The alarm didn’t go off. It never did on mornings Yoshi actually needed it to. He opened his eyes anyway, same time every day, 

like his body had long since decided the schedule for him. Pale morning light slipped through the blinds, striping the tatami floor of his small room. 

Outside, the neighborhood was already stirring  distant bicycle bells, a train rumbling past on the elevated tracks, the faint smell of rain that hadn’t fallen yet. 

He sat up slowly, rubbed the back of his neck, and stared at the wall for a full ten seconds before moving.

Normal day. Good.

He dressed in silence: navy school blazer, white shirt, dark trousers, loafers that were starting to scuff at the toes. Grabbed his school bag, slung it over one shoulder, and stepped out. 

The street was the same as always  salarymen hurrying to the station, a group of elementary kids laughing as they raced each other, an old man watering his tiny front garden. 

Yoshi walked past them all without a word, hands in pockets, earbuds in but no music playing. 
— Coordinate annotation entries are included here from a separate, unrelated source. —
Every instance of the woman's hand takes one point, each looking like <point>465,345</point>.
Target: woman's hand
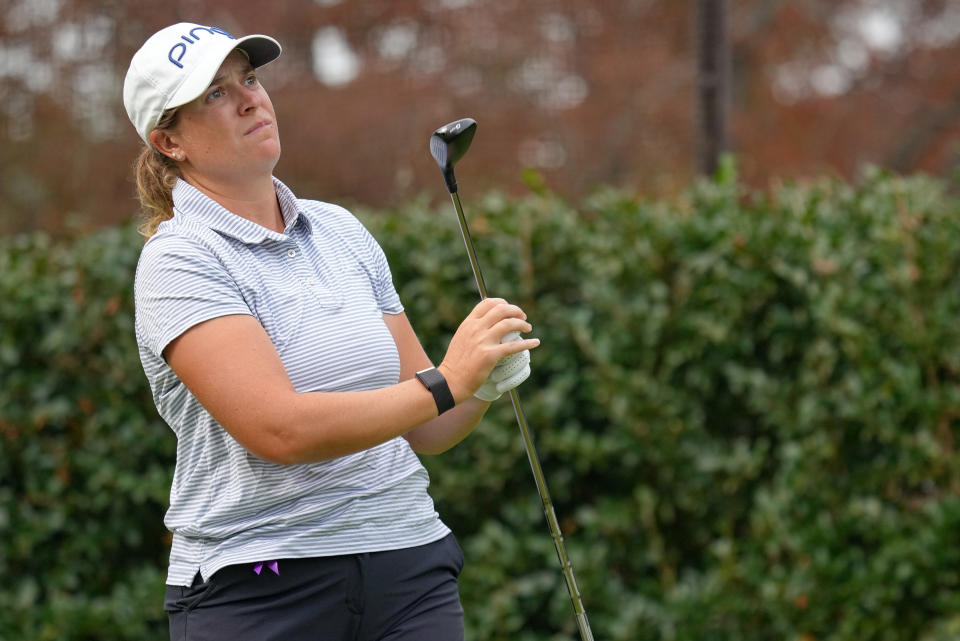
<point>475,348</point>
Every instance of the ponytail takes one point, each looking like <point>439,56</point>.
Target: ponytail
<point>156,177</point>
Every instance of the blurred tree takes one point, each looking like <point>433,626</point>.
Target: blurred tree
<point>713,84</point>
<point>602,91</point>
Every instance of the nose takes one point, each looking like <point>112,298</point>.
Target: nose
<point>248,99</point>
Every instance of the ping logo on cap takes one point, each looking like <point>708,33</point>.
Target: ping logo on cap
<point>180,49</point>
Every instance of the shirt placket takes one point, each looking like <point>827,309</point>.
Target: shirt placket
<point>316,281</point>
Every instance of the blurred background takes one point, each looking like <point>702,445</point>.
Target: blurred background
<point>585,92</point>
<point>737,219</point>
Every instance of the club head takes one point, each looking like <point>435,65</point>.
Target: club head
<point>449,143</point>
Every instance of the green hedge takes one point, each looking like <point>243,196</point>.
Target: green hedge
<point>746,405</point>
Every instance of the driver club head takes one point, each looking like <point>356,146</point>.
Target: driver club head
<point>449,143</point>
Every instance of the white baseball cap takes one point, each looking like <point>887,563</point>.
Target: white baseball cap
<point>177,64</point>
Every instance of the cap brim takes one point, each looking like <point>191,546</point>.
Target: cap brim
<point>260,50</point>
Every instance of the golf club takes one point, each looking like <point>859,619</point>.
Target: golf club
<point>448,144</point>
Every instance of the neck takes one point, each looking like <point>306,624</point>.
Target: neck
<point>255,200</point>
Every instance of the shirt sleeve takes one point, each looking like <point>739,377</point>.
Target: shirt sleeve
<point>180,283</point>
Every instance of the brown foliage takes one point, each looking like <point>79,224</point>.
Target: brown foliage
<point>587,93</point>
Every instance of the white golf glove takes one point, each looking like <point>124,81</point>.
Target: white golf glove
<point>509,372</point>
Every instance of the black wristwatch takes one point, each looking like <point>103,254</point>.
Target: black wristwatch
<point>434,381</point>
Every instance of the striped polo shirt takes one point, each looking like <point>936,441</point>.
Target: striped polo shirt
<point>320,290</point>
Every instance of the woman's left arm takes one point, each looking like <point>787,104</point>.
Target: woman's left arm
<point>441,433</point>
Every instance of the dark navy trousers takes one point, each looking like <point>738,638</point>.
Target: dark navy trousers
<point>399,595</point>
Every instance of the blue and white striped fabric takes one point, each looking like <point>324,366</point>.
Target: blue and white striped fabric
<point>320,290</point>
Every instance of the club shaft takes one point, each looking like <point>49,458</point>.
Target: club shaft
<point>585,633</point>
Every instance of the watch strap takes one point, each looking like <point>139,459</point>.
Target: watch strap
<point>434,381</point>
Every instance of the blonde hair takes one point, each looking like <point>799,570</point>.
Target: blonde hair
<point>156,176</point>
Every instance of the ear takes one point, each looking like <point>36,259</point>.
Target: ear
<point>163,142</point>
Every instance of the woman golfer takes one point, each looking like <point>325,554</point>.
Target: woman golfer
<point>277,350</point>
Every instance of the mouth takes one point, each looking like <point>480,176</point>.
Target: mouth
<point>257,127</point>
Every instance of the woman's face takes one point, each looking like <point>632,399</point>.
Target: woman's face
<point>229,132</point>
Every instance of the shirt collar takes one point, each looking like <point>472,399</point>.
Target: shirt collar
<point>192,205</point>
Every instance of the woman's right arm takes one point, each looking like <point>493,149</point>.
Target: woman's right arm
<point>230,365</point>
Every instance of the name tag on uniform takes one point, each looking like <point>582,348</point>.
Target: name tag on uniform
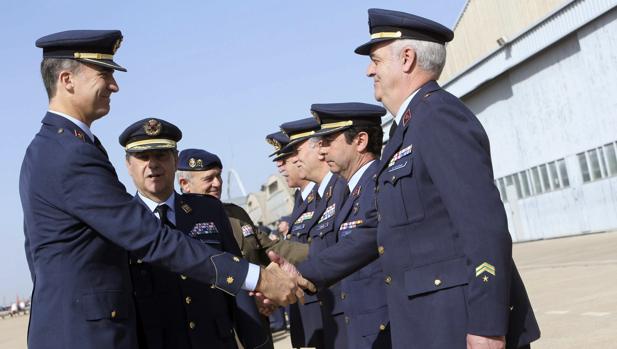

He liked the world better when he could hear it clearly. School was fifteen minutes on foot. He didn’t rush. Halfway there, he saw her.

Emi Hoshino was already in the school courtyard, laughing so loud it cut through the morning chatter like sunlight through clouds. 

She had her backpack slung low, ponytail swinging, and was holding a half-eaten melon pan like it was a prize. 

A few classmates orbited her, nodding along as she talked with her hands more than her mouth. Yoshi slowed his steps without thinking. She spotted him before he could blend into the crowd.

“Kanashimi-kun!!”

Her voice hit him like warm wind. She jogged over, ignoring the way her friends groaned and waved her off. 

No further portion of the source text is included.